Rohöl der Sorte Brent ( LCOc1 ) stieg um 1,13 USD auf 1,13 USD je Barrel um 0940 GMT und stieg vom Abwärtstrend im Dezember unter die Marke von 50 USD, den niedrigsten Stand seit Juli 2017. Das amerikanische Rohöl ( CLc1 ) stieg um 84 Cents auf 48,80 USD pro Barrel.

"Das Momentum kehrt von einem sehr gedrückten Preisniveau zurück auf den Markt", sagte Petromatrix-Stratege Olivier Jakob. "Wir hatten bereits fünf Tage hintereinander Kursgewinne, also haben Sie heute eine Fortsetzung davon."

Die Ölpreise stützen sich auf ein vereinbartes Angebot, das von der Organisation der Erdöl exportierenden Länder sowie einigen Drittländern wie Russland und Oman gekürzt wurde.

Die Erdölversorgung der OPEC sank im Dezember um 460.000 Barrel pro Tag (bpd) auf 32,68 Millionen bpd. Dies ergab eine Umfrage von Reuters, die letzte Woche gefunden wurde, angeführt von Kürzungen des Top-Exporteurs Saudi-Arabien.

Das Ziel der Produktionskürzung besteht darin, das weltweite Angebot vor allem in den USA zu dämpfen, wo die Produktion 2018 um fast ein Fünftel auf über 11 Millionen Bpd gestiegen ist.

Rekord-Rohölproduktion Laut den wöchentlichen Angaben der Energy Information Administration (EIA) am Freitag sind die US-Lagerbestände ebenfalls gestiegen, die 2018 um fast 17 Prozent auf weit über ein Jahr gestiegen sind.

Die optimistischeren Aktienmärkte unterstützten auch die Erwartung, dass die Handelsgespräche zwischen den USA und China in dieser Woche einen Handelsstreit erleichtern würden.

Der Streit hat die Besorgnis über einen wirtschaftlichen Abschwung verstärkt, der die Nachfrage nach Öl beeinträchtigen würde.
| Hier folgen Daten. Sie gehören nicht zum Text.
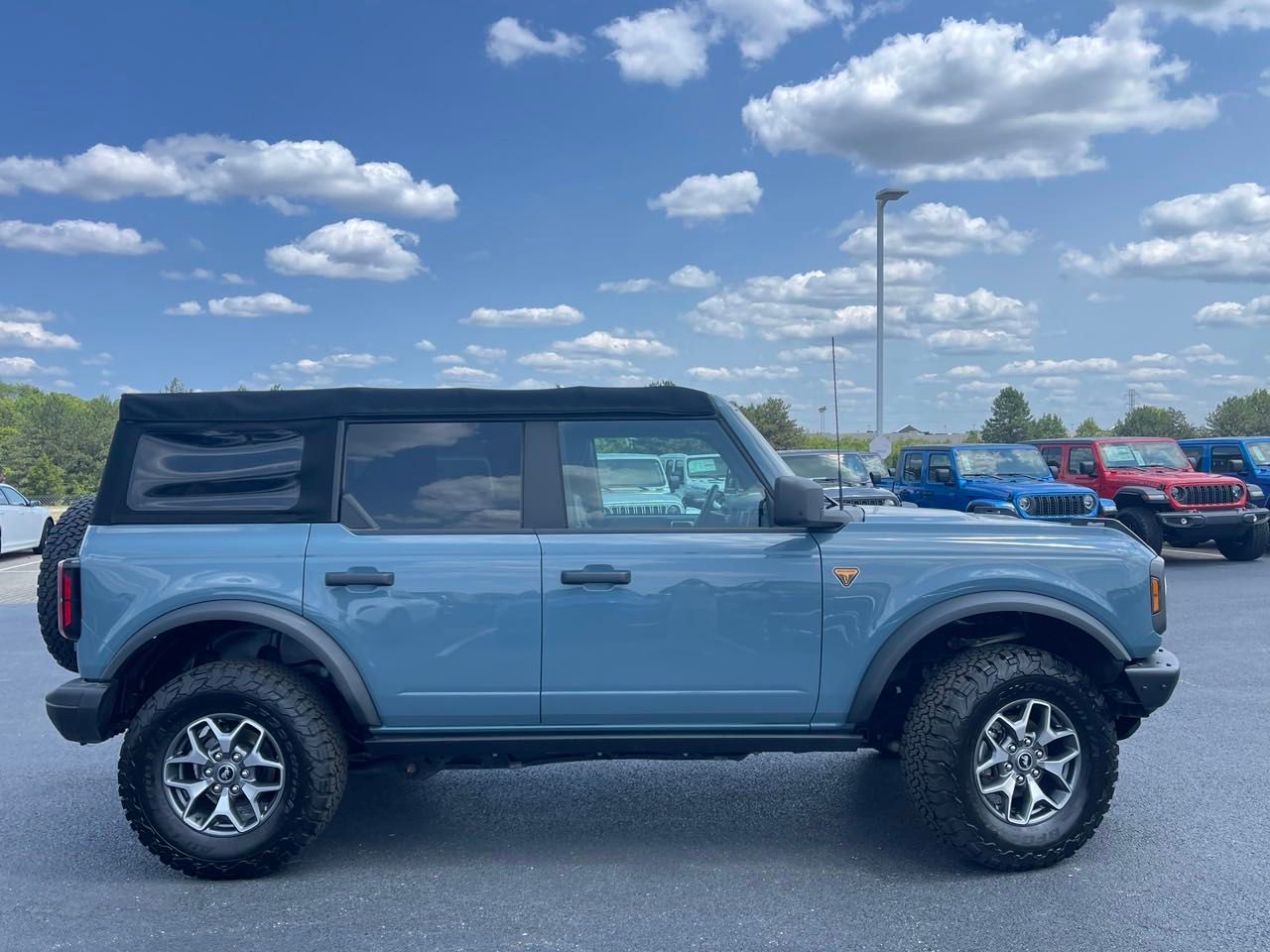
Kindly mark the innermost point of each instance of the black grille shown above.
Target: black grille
(1057, 507)
(643, 509)
(1210, 494)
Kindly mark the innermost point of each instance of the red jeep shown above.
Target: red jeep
(1160, 497)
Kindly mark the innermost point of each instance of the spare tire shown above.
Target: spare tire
(64, 540)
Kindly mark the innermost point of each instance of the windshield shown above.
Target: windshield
(1155, 452)
(707, 467)
(826, 467)
(873, 463)
(1003, 461)
(631, 472)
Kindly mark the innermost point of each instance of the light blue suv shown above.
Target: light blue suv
(272, 587)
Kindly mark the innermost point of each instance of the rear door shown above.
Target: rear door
(710, 621)
(429, 580)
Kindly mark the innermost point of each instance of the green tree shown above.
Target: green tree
(775, 420)
(1155, 421)
(45, 480)
(1242, 416)
(1088, 428)
(1011, 417)
(1048, 426)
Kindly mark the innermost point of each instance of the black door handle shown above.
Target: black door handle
(359, 578)
(594, 576)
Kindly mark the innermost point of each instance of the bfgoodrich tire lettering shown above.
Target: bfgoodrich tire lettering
(62, 542)
(309, 742)
(944, 730)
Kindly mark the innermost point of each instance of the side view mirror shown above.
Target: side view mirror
(799, 503)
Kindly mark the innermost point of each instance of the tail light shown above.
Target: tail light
(67, 599)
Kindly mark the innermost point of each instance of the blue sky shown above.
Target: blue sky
(517, 193)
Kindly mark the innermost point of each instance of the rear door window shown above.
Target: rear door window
(434, 476)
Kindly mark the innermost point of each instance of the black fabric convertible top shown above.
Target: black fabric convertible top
(377, 402)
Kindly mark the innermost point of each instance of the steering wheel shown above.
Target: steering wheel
(707, 504)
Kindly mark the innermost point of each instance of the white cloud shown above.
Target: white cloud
(524, 316)
(1206, 354)
(762, 27)
(255, 304)
(557, 362)
(659, 46)
(703, 197)
(35, 335)
(1069, 366)
(1214, 14)
(206, 168)
(690, 276)
(24, 313)
(620, 344)
(937, 230)
(511, 41)
(730, 373)
(357, 248)
(75, 236)
(633, 286)
(490, 354)
(956, 340)
(1237, 206)
(468, 375)
(983, 100)
(1230, 313)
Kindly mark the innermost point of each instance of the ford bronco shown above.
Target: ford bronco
(1159, 495)
(275, 587)
(992, 480)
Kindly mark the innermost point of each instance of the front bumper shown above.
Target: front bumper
(1222, 522)
(1152, 680)
(84, 710)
Goldman Sachs (NYSE: GS ) sagte in einer Mitteilung, er habe seine durchschnittliche Brent-Rohölprognose für 2019 auf 62,50 USD je Barrel von 70 USD aufgrund "des stärksten makroökonomischen Gegenwinds seit 2015" herabgestuft.

Societe Generale (PA: SOGN ) senkte die Ölpreisprognose für Brent für 2019 um 9 auf 64 USD je Barrel und senkte außerdem die Prognose für leichtes US-Rohöl um 9 auf 57 USD je Barrel.